The shoes’ comfort factor and the wide range of category options also have contributed to demand among consumers.

“In footwear, this comfort-fashion balance can sometimes be difficult to achieve, so the customer is excited by this concept,” said Shopbop.com footwear buyer Tia Powers. “This style also is being seen from many different designers, on the runway and on celebrities, but it is still accessible because the product offering is available at many different price points.”

In the athletic realm, brands including Adidas, Nike and Puma have brought the concept to a new audience by introducing sportier interpretations and making inroads into younger, faster retail accounts such as Urban Outfitters, American Rag and Karmaloop.com. “[Puma wedge styles] have been blowing out,” said Joe Farese, head of women’s footwear at Boston-based Karmaloop. “We can’t keep them on the shelf.”

Puma North America’s Tara McRae, VP of strategic planning and management, said many of the label’s retail partners are seeing an uptick in demand. “We’ve also had an incredible response from consumers, particularly on the social media front,” she added, noting that Puma increased its fashion sneaker options for fall ’13. “Having a sport brand participate in this trend makes [a lot of] sense, as we have the credibility in the sneaker design space.”

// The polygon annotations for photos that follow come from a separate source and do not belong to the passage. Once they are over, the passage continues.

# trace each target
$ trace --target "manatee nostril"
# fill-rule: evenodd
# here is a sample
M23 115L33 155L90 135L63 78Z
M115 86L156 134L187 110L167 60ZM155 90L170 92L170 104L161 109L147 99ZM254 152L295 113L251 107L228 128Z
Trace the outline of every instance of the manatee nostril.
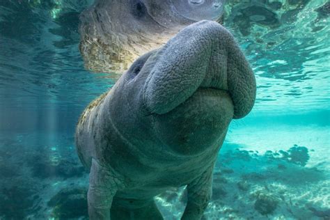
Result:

For their part, athletic retailers confirmed they are seeing more traction with fashion-oriented consumers. “The Nike Dunk Sky-Hi [wedge] has been amazing,” said Clyde Edwards, creative director at Miami sneaker shop 1973 by Mr. R. “Anything I get in, I sell out within two or three days. I can’t book enough of that shoe.”

Edwards brought in Nike sneaker wedges in January and will add Adidas this summer. “[The sneaker-wedge customer tends to be] that visitor from Europe, as well as a streetwear girl who’s into sneakers but now can wear them with a wedge.”

But with so many brands from all areas of the industry getting in the game, is there a danger of oversaturation?

“It’s been pushed hard, and when it starts being pushed into lower price points, it’s concerning,” Karmaloop’s Farese said. “But it’ll [hold out for] another year or two.”

Chuckies New York owner Richard Erani suggested the style’s ubiquity could be an issue for higher-end boutiques.

“Like everything else, the minute things become so oversaturated, they just lose their novelty,” he said. “What will happen is everyone is going to come out with their version of athletic, and little by little, it will slow down.”

Still, Erani remains optimistic that many companies will get mileage out of the silhouette for the next several seasons. In fact, the retailer increased his sneaker-wedge orders for fall ’13, adding Isabel Marant to a mix that already includes versions by Giuseppe Zanotti and the store’s private label.

“It definitely is a good trend and it has been overdue,” Erani said. “Women always like that little bit of height. Isabel Marant made [the sneaker] sophisticated so women could wear [an athletic style] without feeling like they were wearing their daughter’s shoe.”

He predicted that the highest-end labels have the best chance to outlast the trend. “Believe it or not, [a higher price point] actually helps the brand,” Erani said. “Although [shoppers] will probably buy fewer [sneaker wedges] a year or two from now, it will still be relevant for the [luxury] customer. A few people will be left standing, and Isabel Marant will be one of them.”

An alternate path for the trend in the women’s marketplace could be the diffusion effect, where women’s and athletic labels take the sport-fashion influence beyond the wedge.

Sneakers, in general, have pervaded fashion for years. Brands such as Ash, Jeffrey Campbell, Adidas and Sam Edelman have experimented with alternative silhouettes such as flatforms and peep-toes, layering on other trends including studding, florals, color-blocking, slouchy suede and metallics. Puma also will explore new fashion silhouettes starting in the fall.

“We may see that wedges are just one player in a more well-rounded fashion sneaker assortment,” said Shopbop’s Powers, noting that a number of different variations performed well in recent seasons. “The fashion sneaker trend has longevity, and the customer will respond best to the pair that offers her the ideal mix of style, versatility and comfort.”